Mr Good wrench is a brand of service. GM would be thrilled that you think it is equivalent to competency or even excellence.

The national institute for ASE (automotive service excellence) is the independent competency standards organization. Like the NHIE and ICC, ASHI and NAHI, it's a not for profit venture with some very highly paid principals and CEO's.

The technician must pay to take the exams (there are lots of them) The certificate of achievement lasts for 5 years and then the exams must be taken again. The 5 year part of the whole thing is the only legitimate requirement since cars change so dramatically in that time frame.

ASE advertises to the public as being a standard of excellence, but the fact is that any shop can hang the ASE sign up if any of their technicians have even one ASE certificate from any category. So a shop that has one tech that has the exhaust certificate looks just as qualified as my shop did with a certificate in every single category from diagnostics to front end geometry, machine shop, auto body, automatic and manual transmissions and on and on. I think when I quit the business and sold my shop I had about 40 certifications. The only reason I took any of the tests was to see how valid they were so that I would know if they were actually a credential on which I could base some of my hiring decisions.

For anyone in the know, ASE certification meant roughly the same thing as passing the NHIE and becoming a full member of ASHI. It meant something but in no way assured competence to any reasonable level.

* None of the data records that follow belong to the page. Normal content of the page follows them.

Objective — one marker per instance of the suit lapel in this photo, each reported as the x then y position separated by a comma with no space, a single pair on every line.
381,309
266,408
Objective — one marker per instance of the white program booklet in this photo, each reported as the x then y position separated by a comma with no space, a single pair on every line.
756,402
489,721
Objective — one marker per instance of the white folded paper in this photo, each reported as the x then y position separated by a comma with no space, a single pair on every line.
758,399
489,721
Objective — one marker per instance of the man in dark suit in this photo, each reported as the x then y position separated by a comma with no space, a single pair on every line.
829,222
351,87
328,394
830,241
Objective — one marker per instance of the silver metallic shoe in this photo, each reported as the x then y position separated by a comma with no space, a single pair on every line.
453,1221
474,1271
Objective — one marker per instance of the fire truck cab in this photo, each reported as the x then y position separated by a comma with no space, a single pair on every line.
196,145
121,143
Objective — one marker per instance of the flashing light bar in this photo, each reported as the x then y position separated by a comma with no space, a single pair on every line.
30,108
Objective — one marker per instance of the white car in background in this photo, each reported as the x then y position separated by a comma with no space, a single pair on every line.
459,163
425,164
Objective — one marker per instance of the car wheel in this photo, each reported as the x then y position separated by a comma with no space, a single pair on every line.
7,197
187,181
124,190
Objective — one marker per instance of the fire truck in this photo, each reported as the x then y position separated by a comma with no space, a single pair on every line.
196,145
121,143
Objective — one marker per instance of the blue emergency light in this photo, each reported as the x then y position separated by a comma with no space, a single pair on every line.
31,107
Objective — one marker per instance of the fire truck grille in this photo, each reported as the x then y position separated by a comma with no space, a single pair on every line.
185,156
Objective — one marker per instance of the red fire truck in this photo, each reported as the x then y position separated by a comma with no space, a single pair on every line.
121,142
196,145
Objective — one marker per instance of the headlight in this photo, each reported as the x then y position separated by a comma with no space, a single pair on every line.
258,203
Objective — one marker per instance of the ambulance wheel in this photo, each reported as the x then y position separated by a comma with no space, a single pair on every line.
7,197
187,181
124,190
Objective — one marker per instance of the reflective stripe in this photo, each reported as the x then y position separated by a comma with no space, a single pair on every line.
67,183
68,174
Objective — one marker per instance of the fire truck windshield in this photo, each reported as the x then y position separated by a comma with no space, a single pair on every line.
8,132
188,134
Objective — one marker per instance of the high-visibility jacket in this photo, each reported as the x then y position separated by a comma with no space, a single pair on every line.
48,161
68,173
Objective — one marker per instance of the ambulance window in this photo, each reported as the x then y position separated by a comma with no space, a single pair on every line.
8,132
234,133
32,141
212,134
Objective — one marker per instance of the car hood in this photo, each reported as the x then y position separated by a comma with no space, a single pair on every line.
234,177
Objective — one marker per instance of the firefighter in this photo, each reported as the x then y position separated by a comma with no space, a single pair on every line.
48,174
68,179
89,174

I left a profession where to be very good, one had to be technically excellent, a savvy businessman, ethical and hardworking. If you were all of these then people thought you were a thief less than half the time.

It's exactly the same as home inspection except home inspection mas more incompetence and a far greater number (as a percentage of the field) of unethical practitioners than the auto repair business ever had or was perceived to have.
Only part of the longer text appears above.